2013 erklärte der Cranach-Experte Dieter Koepplin diese Cranach-Venus für echt. Für 7 Mio. Euro wanderte es in die Sammlung des Fürsten von Liechtenstein. Nach der Beschlagnahme im März 2016 revidierte Koepplin seine Meinung und zweifelt nun an der Authentizität.

Foto: liechtenstein – the princely collections, vaduz-vienna

Wenn es um Ausstellungen geht, gehören Leihgaben seit jeher zum Museumsalltag. In der Regel bedienen sich Kuratoren dabei an Beständen anderer Institutionen. Immer wieder kommen aber auch Kunstwerke aus Privatbesitz ins Spiel. Weil sie perfekt in das Ausstellungskonzept passen, inhaltliche Lücken schließen oder soeben erst von der Forschung entdeckt wurden.

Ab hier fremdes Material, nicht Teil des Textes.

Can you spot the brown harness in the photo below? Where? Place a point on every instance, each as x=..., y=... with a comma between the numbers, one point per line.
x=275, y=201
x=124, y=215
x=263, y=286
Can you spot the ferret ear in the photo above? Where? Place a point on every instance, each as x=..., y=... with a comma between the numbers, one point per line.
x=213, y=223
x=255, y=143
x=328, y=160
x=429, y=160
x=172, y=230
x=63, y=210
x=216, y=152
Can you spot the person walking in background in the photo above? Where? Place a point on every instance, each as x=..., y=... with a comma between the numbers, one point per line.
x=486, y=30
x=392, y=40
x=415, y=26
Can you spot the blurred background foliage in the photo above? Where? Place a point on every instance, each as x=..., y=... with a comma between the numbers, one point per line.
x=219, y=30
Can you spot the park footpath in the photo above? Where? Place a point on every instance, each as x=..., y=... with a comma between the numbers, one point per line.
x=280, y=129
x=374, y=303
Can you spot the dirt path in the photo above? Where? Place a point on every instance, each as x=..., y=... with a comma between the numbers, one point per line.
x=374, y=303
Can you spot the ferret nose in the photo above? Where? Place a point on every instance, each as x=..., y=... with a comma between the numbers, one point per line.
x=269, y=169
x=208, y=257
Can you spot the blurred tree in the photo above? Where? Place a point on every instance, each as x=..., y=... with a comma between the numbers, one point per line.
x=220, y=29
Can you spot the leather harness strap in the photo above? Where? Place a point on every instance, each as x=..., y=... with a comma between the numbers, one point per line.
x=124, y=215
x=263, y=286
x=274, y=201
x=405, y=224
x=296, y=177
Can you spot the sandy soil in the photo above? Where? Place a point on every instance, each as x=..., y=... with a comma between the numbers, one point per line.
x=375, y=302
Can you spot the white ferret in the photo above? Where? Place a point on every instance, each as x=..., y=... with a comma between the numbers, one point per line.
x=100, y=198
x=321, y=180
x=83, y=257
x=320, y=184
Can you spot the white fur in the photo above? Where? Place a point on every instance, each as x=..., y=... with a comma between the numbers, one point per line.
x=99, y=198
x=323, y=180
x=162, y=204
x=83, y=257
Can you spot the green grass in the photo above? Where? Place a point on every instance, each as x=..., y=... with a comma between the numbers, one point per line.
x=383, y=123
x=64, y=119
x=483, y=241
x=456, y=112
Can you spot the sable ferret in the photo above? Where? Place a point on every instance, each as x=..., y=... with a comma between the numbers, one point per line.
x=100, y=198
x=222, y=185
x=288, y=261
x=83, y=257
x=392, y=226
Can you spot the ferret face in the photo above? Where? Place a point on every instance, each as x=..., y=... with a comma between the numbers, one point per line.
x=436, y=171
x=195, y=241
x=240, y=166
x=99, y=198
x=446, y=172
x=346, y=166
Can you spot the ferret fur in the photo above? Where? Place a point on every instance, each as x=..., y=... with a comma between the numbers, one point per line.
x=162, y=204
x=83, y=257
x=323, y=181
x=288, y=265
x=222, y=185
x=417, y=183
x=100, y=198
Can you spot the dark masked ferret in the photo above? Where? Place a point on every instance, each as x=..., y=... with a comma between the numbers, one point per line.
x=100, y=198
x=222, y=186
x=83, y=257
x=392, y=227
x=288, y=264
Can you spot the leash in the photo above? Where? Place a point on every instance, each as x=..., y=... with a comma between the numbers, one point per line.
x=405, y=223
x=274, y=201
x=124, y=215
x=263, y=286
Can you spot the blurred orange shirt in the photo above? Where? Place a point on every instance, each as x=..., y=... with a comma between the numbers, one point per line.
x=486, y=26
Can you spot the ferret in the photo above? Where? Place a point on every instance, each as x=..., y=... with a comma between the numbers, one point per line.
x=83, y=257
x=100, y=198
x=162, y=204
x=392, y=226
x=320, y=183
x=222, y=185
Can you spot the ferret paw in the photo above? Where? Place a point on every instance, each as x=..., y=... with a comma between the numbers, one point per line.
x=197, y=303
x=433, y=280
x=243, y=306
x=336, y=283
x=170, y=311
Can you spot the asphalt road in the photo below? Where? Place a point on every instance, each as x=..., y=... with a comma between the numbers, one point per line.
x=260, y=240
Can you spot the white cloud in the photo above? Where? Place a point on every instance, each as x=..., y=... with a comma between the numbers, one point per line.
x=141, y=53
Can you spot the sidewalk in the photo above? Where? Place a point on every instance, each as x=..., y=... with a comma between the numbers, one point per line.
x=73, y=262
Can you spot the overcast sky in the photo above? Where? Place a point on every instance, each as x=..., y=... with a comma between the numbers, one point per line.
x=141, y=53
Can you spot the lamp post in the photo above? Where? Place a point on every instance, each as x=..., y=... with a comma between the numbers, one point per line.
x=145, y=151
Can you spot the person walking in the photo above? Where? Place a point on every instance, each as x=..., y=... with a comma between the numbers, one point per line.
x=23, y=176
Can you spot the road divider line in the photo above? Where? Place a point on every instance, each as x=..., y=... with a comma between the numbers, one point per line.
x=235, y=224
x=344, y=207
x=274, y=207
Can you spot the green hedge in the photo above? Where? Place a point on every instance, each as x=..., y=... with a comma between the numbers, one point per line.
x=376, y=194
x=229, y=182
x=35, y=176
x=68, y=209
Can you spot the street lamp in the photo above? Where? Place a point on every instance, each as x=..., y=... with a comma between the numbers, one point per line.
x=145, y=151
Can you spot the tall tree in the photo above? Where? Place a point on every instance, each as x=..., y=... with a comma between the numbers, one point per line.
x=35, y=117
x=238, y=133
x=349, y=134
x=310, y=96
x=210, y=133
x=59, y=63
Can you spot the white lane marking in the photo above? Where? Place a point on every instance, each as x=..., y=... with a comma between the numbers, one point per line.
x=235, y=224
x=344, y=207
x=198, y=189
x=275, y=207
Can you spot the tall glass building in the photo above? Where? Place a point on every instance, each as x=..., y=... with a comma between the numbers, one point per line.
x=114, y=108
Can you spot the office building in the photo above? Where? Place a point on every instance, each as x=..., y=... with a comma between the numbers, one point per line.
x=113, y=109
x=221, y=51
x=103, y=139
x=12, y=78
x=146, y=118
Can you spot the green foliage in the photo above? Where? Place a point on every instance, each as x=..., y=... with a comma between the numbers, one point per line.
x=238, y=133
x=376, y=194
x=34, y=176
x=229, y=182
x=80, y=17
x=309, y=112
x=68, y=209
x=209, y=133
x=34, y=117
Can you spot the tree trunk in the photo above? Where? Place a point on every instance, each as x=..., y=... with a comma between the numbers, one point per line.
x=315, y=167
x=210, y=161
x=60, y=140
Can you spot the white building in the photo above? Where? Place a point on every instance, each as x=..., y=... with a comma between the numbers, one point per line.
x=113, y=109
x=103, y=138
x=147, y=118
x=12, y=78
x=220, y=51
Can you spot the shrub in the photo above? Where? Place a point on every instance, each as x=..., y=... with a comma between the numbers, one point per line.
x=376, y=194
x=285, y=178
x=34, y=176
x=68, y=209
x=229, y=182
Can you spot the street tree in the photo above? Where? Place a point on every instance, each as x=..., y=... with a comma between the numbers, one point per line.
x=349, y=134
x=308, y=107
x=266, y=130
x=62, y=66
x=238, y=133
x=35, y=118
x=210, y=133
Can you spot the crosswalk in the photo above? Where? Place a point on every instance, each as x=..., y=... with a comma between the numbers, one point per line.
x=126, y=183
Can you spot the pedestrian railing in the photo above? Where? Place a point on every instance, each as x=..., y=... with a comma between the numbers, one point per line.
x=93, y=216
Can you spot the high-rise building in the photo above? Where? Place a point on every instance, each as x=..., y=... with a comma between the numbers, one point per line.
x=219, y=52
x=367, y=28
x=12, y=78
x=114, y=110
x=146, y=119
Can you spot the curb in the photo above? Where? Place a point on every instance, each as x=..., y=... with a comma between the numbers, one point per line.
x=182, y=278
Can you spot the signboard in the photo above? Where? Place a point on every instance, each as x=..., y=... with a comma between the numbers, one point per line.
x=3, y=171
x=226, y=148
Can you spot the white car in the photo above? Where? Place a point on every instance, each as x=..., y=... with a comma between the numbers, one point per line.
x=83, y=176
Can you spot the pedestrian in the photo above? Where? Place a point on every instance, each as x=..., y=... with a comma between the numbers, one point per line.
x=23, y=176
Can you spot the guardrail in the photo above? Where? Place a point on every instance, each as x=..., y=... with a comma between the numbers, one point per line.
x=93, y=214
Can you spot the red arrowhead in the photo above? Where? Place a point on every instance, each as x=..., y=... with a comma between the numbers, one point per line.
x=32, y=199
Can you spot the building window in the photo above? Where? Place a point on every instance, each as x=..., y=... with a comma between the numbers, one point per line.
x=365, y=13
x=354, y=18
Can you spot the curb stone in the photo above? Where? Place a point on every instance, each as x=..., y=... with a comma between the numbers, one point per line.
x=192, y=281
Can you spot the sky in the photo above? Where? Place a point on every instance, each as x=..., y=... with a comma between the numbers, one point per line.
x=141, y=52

Wird dieses Bild in der Innsbrucker Cranach-Ausstellung gezeigt, um es hernach teurer zu verkaufen? (Lucas Cranach d. Ä. oder Werkstatt: "Hieronymus in der Einöde", wohl vor 1512 entstanden, 50 x 40 cm, Malerei auf Nadelholz, Privatbesitz)
Foto: drehmomente.de/Nuernberg

Wie im Falle eines Gemäldes, das derzeit im Ferdinandeum (Innsbruck) im Rahmen der Schau Cranach natürlich – Hieronymus in der Wildnis zu sehen ist: Hieronymus in der Einöde ist das Werk betitelt, das die Forschung bislang nur von einem alten Katalogeintrag kannte und zuletzt in einer süddeutschen Privatsammlung beheimatet war, bis es im Juli 2016 in einem Auktionshaus in Bamberg zur Versteigerung gelangte.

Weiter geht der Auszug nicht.